Avec un dollar à 118 yens, Toyota pouvait financer une nouvelle usine automobile tous les six mois rien qu'avec ses gains de change.

Avec un dollar à 118 yens, Toyota pouvait financer une nouvelle usine automobile tous les six mois rien qu'avec ses gains de change.

Mais avec un billet vert qui vient de plonger sous les 100 yens, la belle vie est finie pour les exportateurs japonais.

Pour la première fois depuis plus de 12 ans, le dollar a plongé jeudi sous les 100 yens, un seuil qui a souvent constitué dans le passé une «ligne rouge»: le billet vert faisait-il mine de s'en approcher que le Trésor japonais, à coups d'interventions musclées, le faisait remonter prestement.

Un achat massif de dollars par Tokyo est cependant «extrêmement improbable» cette fois-ci, note Glenn Maguire, économiste à la Société Générale.

D'abord parce qu'il a été démontré que ce type d'intervention ne sert pas à grand chose.

Ensuite, selon M. Maguire, parce que «le commerce extérieur japonais a changé profondément ces dernières années», les États-Unis étant devenus un client moins important qu'avant pour les exportateurs nippons.

Reste que, selon un sondage effectué par le quotidien Nikkei auprès de 77 chefs de grandes entreprises au Japon, 64% d'entre eux craignent une chute de leurs profits à cause de la remontée en flèche du yen.

«Le yen fort va frapper de plein fouet l'industrie exportatrice du Japon», prédit Yuji Shimanaka, économiste chez Mitsubishi UFJ Research and Consulting.

«Cela va inciter les manufacturiers à freiner leur production», poursuit-il, ajoutant que «c'est une situation très critique à court terme».
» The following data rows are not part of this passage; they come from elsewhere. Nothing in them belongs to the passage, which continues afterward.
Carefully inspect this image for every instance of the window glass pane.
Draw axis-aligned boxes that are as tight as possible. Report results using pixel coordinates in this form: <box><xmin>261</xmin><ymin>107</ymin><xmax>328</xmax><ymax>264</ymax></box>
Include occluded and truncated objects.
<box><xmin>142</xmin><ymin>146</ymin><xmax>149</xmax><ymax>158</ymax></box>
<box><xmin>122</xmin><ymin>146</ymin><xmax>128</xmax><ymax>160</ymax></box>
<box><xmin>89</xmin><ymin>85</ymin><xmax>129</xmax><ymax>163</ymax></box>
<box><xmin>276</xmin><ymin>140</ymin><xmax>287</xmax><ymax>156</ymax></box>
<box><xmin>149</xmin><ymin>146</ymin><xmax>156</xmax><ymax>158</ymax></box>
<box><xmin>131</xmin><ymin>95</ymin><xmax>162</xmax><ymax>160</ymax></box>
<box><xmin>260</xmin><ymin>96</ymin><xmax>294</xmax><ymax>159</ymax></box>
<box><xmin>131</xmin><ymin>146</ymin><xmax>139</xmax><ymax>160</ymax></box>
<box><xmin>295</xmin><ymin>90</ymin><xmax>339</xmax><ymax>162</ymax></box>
Les constructeurs automobiles et le secteur électronique seront les plus touchés, même si les premiers ont dopé ces dernières années leur production aux États-Unis pour se mettre à l'abri des fluctuations du dollar.

«À chaque fois que le dollar perd ou gagne un yen, le bénéfice annuel de Toyota perd ou gagne 35 milliards de yens», calcule Tatsuya Mizuno, analyste chez Fitch Ratings.

Avec un dollar à moins de 100 yens, «l'impact pour l'entreprise va être énorme», prévient-il.

Selon un calcul du quotidien Nikkei, la croissance économique du Japon sera amputée de 0,2 point de pourcentage si le dollar reste aux alentours de 100 yens, et de 0,4 point s'il plonge jusqu'à 95 yens.

L'organisation patronale Nippon Keidanren a appelé vendredi les grandes banques centrales du monde à mener une action concertée pour faire remonter le dollar.

Avec un taux directeur de seulement 0,50%, la Banque du Japon dispose pour sa part d'une marge de manoeuvre quasiment nulle.

Le record historique est de 79,75 yens pour un dollar.

Il avait été atteint le 19 avril 1995, aggravant la crise économique qui frappait alors le Japon après l'éclatement de la bulle spéculative immobilière des années 1980.

De nos jours, «les conditions sont beaucoup plus stables, sans les souffrances de l'ère d'après la bulle», tempère Richard Jerram, économiste chez Maquarie Securities, qui ne se déclare «pas excessivement pessimiste».

Pour Noriko Hama, économiste à la Doshisha Business School de Kyoto, «si les forces du marché agissent librement, nous nous dirigeons vers les 80 yens pour un dollar». Ce qui, selon elle, ne serait pas forcément une catastrophe.

«Le yen faible était une situation qui n'était ni bonne, ni soutenable pour l'économie. C'était une situation artificielle générée par les bas taux d'intérêt au Japon», argumente-t-elle.

«Les taux de change avaient grand besoin d'être normalisés. La normalisation, c'est un dollar à 100 ou même à 80 yens», insiste Mme Hama, qui accuse les entreprises nippones de manque de préparation car «au Japon, on a tendance à croire que prévoir le pire revient à tenter le diable».